Threats against schools are not new, said Amy Klinger, programs director at the Educator’s School Safety Network, a nonprofit. Threats and violent incidents in U.S. schools have risen almost every year since her organization began tracking them in 2013 and the pandemic has exacerbated them by taking many students away from their friends and support networks. Suicidal thoughts, violent behavior and drug overdoses are up, among other consequences.

“It’s almost an inevitable consequence of both what’s happened in the last 18 months or so and what was already happening before the pandemic,” Klinger said.

Many also fear the role social media is playing: Brewer School Department Superintendent Gregg Palmer, who said his department was unaffected by Friday’s threats but had been one of several in Maine to get a similar one in January 2020, said social media is giving people who want to disrupt schools the ability to do so anonymously.

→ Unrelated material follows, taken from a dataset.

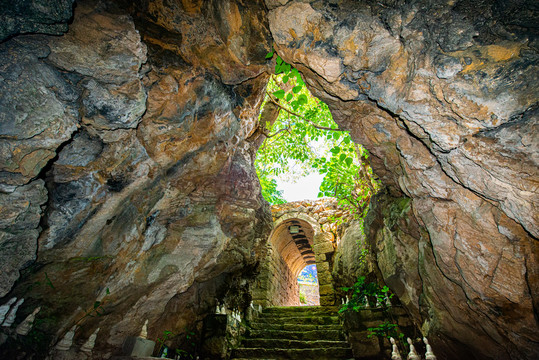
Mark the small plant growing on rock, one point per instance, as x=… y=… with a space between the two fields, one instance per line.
x=363 y=292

“Social media has also reduced the barrier between impulse and action,” Palmer said. “Someone gets angry, or is dysregulated in a moment, and before they have a chance to think it over, they can issue an online threat.”

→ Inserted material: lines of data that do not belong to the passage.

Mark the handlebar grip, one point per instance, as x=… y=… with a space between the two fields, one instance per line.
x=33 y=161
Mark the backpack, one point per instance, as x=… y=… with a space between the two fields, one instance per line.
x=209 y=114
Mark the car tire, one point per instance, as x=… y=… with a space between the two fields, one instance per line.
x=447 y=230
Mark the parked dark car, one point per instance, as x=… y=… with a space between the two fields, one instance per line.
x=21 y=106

These threats can affect all types of schools — rural and urban and in places like Maine that have never seen significant school violence. Since 1970, Maine has had the 12th-lowest rate of K-12 violent incidents, according to The K-12 School Shooting Database.

The most worrying one was in 2008 in Stockton Springs, when a 55-year-old gunman entered a fifth-grade classroom at Stockton Springs Elementary and took around a dozen people hostage, including 11 students. He later surrendered without incident and no one was physically harmed.

Mass shootings, which have long attracted national interest and concern in the United States, remain a significant fear for many school districts, Klinger said.

Bangor School Department spokesperson Ray Phinney noted the proximity of the threats to a shooting at a Michigan high school around three weeks ago that killed four and injured seven, as well as the ninth anniversary of the Sandy Hook Elementary School shooting just two days before the threats.

Districts need to stop focusing on specifically preventing such incidents and start addressing the well-being of their student populations, Klinger said. That includes developing relationship-based cultures in schools that provide support and intervention when necessary. Recent debate over COVID-19 protocols had often overshadowed such worries, she said.

School administrators should also be cautious about how much credence they give to unsubstantiated threats, Klinger said. Shutting down school when there is no actual danger can encourage more threats and create anxiety, fear and disruption, she said.

Her philosophy appeared to coincide with the actions of the Bangor School Department on Friday. In the aftermath of a student finding a written threat at Fairmount School in Bangor – which contains fourth and fifth-graders – police were called but they found the threat not to be credible, Phinney said. It did not disrupt the school day.

The most specific threats usually require the most robust measures, Klinger said, such as if it identifies a specific time and place where violence will occur.

“Not all threats are created equal,” Klinger said.